Monday 25 October 2010

a thought-provoking Monday

On the way to the office on the MTR on a melancholy Monday, my languid mind was sparkled by Willem H. Boshoff and Johan Fourie's scholarly article "The significance of the Cape trade route to economic activity in the Cape Colony: a medium-term business cycle analysis" (European Review of Economic History, Vol. 14, Issue 3, Aug 2010, pp. 469-503) in which I, being completely ignorant of the economic history of the Cape Colony, learned that bread-baking was one of the lucrative industries, the other being beer brewing, given the VOC's monopoly in early seventeenth century. Bread-baking could be a lucrative industry in a colonial context.

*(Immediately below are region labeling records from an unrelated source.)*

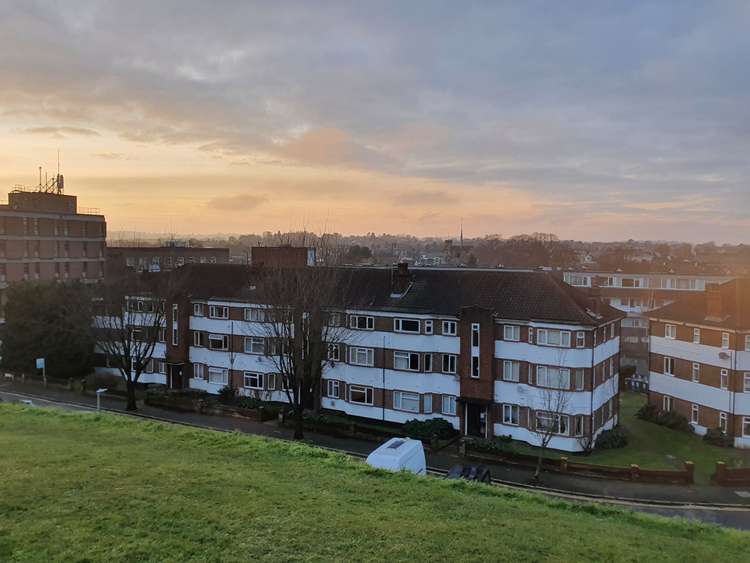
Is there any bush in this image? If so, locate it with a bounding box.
[219,385,237,405]
[594,426,628,450]
[404,418,458,441]
[703,428,734,448]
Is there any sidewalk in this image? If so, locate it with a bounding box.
[0,383,750,507]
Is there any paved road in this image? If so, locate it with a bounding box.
[0,383,750,530]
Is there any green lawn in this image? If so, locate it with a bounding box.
[586,392,750,484]
[0,405,750,561]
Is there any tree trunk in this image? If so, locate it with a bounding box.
[125,379,138,411]
[294,406,305,440]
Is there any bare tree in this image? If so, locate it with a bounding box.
[251,266,352,439]
[93,274,167,411]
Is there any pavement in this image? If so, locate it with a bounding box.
[0,382,750,530]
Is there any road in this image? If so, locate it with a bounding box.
[0,385,750,531]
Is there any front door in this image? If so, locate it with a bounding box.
[465,403,487,438]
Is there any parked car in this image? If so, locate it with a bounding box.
[445,464,492,483]
[367,438,427,475]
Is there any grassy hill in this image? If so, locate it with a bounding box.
[0,405,750,561]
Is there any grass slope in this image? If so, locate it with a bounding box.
[0,405,750,561]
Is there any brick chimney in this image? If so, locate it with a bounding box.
[391,262,411,297]
[706,283,724,319]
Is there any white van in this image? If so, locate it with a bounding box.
[367,438,427,475]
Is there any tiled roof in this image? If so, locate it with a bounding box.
[170,264,623,326]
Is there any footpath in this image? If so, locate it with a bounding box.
[0,382,750,508]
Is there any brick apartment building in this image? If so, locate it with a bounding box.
[563,270,732,377]
[0,175,107,312]
[649,278,750,447]
[104,264,622,451]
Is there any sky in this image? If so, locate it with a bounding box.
[0,0,750,243]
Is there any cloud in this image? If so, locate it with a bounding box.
[206,194,268,213]
[21,127,99,139]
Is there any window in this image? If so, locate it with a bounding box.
[242,371,263,389]
[693,362,701,383]
[536,366,570,389]
[442,395,456,416]
[536,328,570,348]
[193,364,206,379]
[326,344,341,362]
[576,330,586,348]
[575,369,585,391]
[536,412,568,434]
[443,321,456,336]
[349,347,375,367]
[503,360,521,382]
[349,315,375,330]
[443,354,457,373]
[503,325,521,342]
[208,334,229,350]
[393,352,419,371]
[208,368,229,385]
[326,379,340,399]
[208,305,229,319]
[245,307,266,323]
[393,319,419,334]
[349,385,373,405]
[245,336,266,354]
[661,395,674,412]
[393,391,419,412]
[503,405,519,426]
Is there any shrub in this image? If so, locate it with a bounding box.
[703,428,734,448]
[219,385,237,405]
[404,418,458,440]
[594,426,628,450]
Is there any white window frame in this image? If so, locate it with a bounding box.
[443,321,458,336]
[440,395,456,416]
[536,328,570,348]
[441,354,458,375]
[349,385,375,406]
[243,336,266,355]
[349,346,375,368]
[349,315,375,330]
[393,391,419,413]
[393,317,422,334]
[207,367,229,385]
[503,325,521,342]
[503,404,521,426]
[326,379,341,399]
[503,360,521,383]
[208,305,229,319]
[242,371,265,390]
[393,350,420,371]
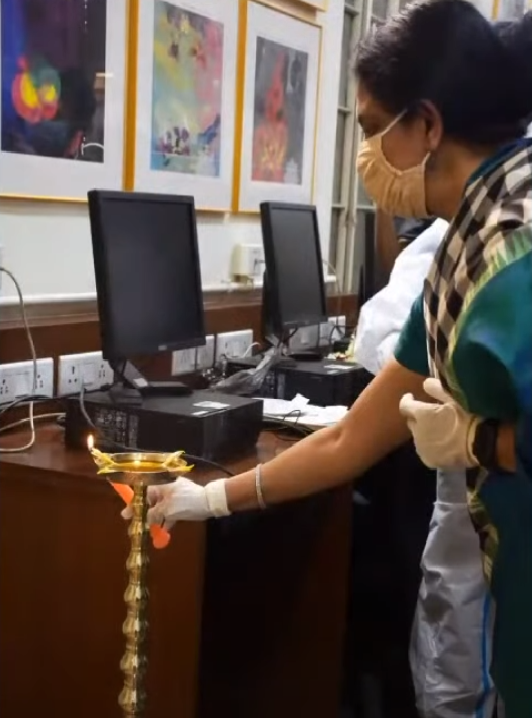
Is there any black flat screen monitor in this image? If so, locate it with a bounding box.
[260,202,327,340]
[88,190,205,366]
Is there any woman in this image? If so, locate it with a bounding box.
[129,0,532,718]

I then thought of one of the traditional scandals against the colonial settlers in early British Hong Kong related to a bakery appealing to Europeans in which bread was poisoned by the local Chinese. The case reflects the multifaceted aspects of social history of colonial Hong Kong in particularly the conflict between the colonizers and colonized. Inspired by Boshoff and Fourie's article, I began to drive beyond the traditional perspective to the economic and cultural history of the colonial settlers in Colonial Hong Kong and Asia at large and to look at the food production (e.g. farm and raw materials), importation (e.g. wheat and meat), and consumption (e.g. bakery and restaurant) among the Europeans in the Far East, such as Japan and China.